Traditionally the term Crown Jewels referred to the ceremonial gems and artifacts used in celebration of great monarchies or religious organizations. However, in today’s world where cyber-crime and increasing government regulation supporting personal privacy, the term Crown Jewel Data has taken on a new meaning. In many organizations this term now means the data or information assets that are the most vulnerable to theft or accidental disclosure. Chief Information Security Officers, Chief Data Officers, and Chief Risk Officers now focus on identifying and tracking the data that could expose a company to financial penalty, operational risk, reputational risk or criminal prosecution. Personal Identifiers, HIPPA details, and undisclosed financials are just types of such data.
While it is fairly straightforward to agree what data should be protected, it is much harder to know the specifics around where the Crown Jewel Data actually resides. What are the specific classifications needed to align to government regulations? What is the process to classify our data? What is the system of record? Where are all the copies? Who has access to the data?
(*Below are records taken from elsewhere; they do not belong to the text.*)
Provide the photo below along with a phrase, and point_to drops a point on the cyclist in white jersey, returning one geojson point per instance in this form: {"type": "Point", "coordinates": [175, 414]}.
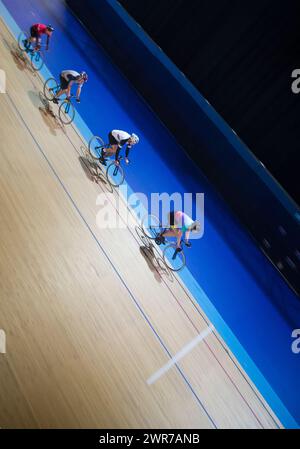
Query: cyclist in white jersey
{"type": "Point", "coordinates": [117, 139]}
{"type": "Point", "coordinates": [67, 79]}
{"type": "Point", "coordinates": [180, 224]}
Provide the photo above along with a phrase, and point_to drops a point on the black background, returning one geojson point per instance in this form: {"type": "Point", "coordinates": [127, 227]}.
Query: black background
{"type": "Point", "coordinates": [240, 54]}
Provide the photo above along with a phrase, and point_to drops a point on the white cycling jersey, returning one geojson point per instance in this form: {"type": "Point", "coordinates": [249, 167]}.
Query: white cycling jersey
{"type": "Point", "coordinates": [70, 75]}
{"type": "Point", "coordinates": [120, 136]}
{"type": "Point", "coordinates": [182, 220]}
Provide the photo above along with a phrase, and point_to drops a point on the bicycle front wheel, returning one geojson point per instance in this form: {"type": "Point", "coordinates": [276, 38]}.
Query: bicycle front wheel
{"type": "Point", "coordinates": [175, 262]}
{"type": "Point", "coordinates": [95, 147]}
{"type": "Point", "coordinates": [37, 60]}
{"type": "Point", "coordinates": [50, 88]}
{"type": "Point", "coordinates": [151, 226]}
{"type": "Point", "coordinates": [22, 39]}
{"type": "Point", "coordinates": [66, 112]}
{"type": "Point", "coordinates": [115, 174]}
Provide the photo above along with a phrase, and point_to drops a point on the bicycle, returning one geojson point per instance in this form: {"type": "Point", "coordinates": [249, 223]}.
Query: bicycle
{"type": "Point", "coordinates": [36, 56]}
{"type": "Point", "coordinates": [152, 229]}
{"type": "Point", "coordinates": [66, 111]}
{"type": "Point", "coordinates": [114, 172]}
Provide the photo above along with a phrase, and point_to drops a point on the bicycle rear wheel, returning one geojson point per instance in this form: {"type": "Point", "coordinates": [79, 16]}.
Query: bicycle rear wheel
{"type": "Point", "coordinates": [151, 226]}
{"type": "Point", "coordinates": [173, 263]}
{"type": "Point", "coordinates": [50, 88]}
{"type": "Point", "coordinates": [95, 147]}
{"type": "Point", "coordinates": [21, 41]}
{"type": "Point", "coordinates": [66, 112]}
{"type": "Point", "coordinates": [115, 174]}
{"type": "Point", "coordinates": [37, 60]}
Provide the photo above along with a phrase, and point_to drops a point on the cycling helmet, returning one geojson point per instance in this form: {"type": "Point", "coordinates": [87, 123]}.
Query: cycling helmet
{"type": "Point", "coordinates": [84, 76]}
{"type": "Point", "coordinates": [196, 227]}
{"type": "Point", "coordinates": [135, 138]}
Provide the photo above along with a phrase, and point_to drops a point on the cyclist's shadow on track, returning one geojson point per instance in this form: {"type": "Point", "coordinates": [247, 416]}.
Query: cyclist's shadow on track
{"type": "Point", "coordinates": [152, 257]}
{"type": "Point", "coordinates": [50, 119]}
{"type": "Point", "coordinates": [92, 171]}
{"type": "Point", "coordinates": [19, 58]}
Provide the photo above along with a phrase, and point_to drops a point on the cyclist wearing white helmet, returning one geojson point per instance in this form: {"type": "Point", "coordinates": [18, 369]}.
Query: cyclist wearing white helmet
{"type": "Point", "coordinates": [180, 224]}
{"type": "Point", "coordinates": [67, 79]}
{"type": "Point", "coordinates": [117, 139]}
{"type": "Point", "coordinates": [36, 32]}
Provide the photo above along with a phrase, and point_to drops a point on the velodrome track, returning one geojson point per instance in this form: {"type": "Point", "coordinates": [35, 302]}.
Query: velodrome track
{"type": "Point", "coordinates": [88, 319]}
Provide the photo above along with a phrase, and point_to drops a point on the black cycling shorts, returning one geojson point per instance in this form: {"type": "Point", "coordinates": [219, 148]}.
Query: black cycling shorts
{"type": "Point", "coordinates": [63, 83]}
{"type": "Point", "coordinates": [34, 33]}
{"type": "Point", "coordinates": [112, 140]}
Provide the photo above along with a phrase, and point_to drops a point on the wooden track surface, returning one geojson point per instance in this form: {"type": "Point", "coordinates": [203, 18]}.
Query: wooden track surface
{"type": "Point", "coordinates": [88, 319]}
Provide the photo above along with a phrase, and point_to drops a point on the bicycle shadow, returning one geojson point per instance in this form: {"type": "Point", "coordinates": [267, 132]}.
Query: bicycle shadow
{"type": "Point", "coordinates": [20, 58]}
{"type": "Point", "coordinates": [92, 171]}
{"type": "Point", "coordinates": [153, 258]}
{"type": "Point", "coordinates": [15, 53]}
{"type": "Point", "coordinates": [48, 116]}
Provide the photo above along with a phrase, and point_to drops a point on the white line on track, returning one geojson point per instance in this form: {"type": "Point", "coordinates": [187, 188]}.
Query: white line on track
{"type": "Point", "coordinates": [182, 353]}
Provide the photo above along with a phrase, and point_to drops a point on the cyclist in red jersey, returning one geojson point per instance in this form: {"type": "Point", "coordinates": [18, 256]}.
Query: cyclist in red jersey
{"type": "Point", "coordinates": [36, 32]}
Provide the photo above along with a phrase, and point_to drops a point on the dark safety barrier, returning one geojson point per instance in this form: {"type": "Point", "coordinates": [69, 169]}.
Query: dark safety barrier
{"type": "Point", "coordinates": [256, 198]}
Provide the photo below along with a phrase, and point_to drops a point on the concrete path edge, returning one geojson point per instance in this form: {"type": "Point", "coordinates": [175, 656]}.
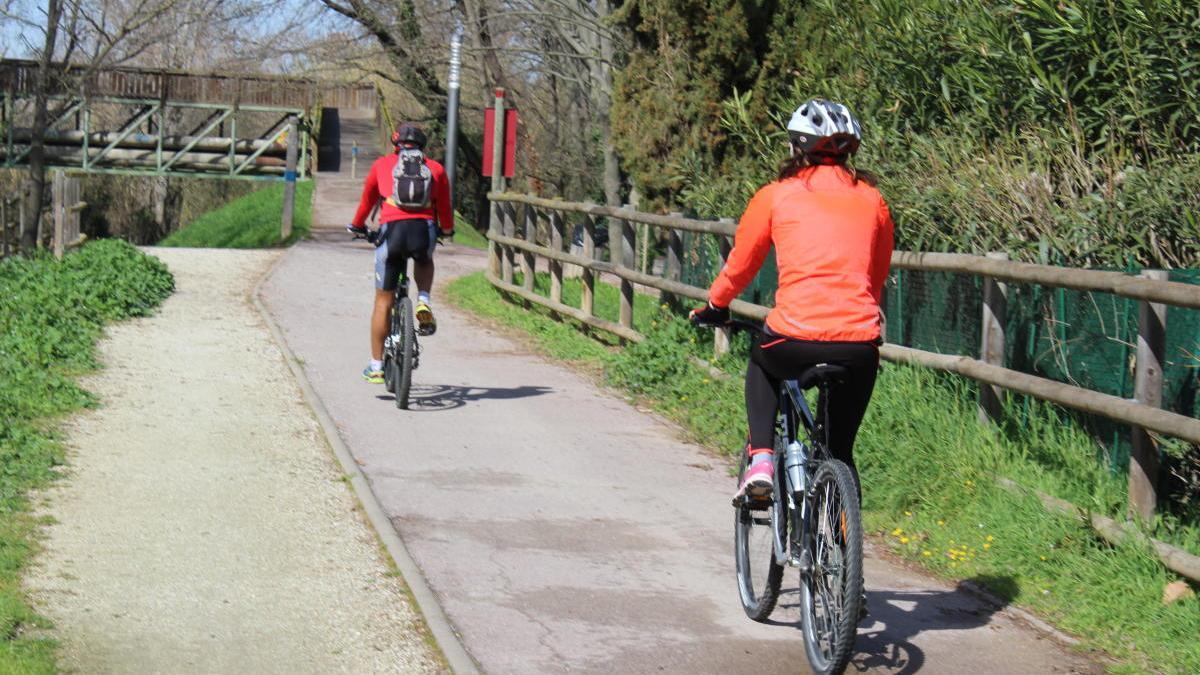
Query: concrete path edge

Who should have access to the data? What is the record destruction policy?
The above is but a few of the questions needed for Crown Jewel Data management. What is needed is a fundamental awareness of the source, use, ownership, and storage location of the data. These are the basic properties of any successful Data Governance or Information Governance initiative, but the stakes are much higher when dealing with sensitive and confidential data.
Fortunately addressing Crown Jewel Data management does not take elaborate technology or massive projects. At the end of the day, gaining awareness of the source and use of data is simply a function of understanding the questions that need to be asked about the data, then having an approach to track and monitor the results. All aspects of Crown Jewel Data management can be defined in terms of business rules or metadata that classify data and associate the data to the business, the underlying data landscape, and existing operational controls. Such governance awareness is fairly easy to accomplish provided you understand the right questions that need to be asked.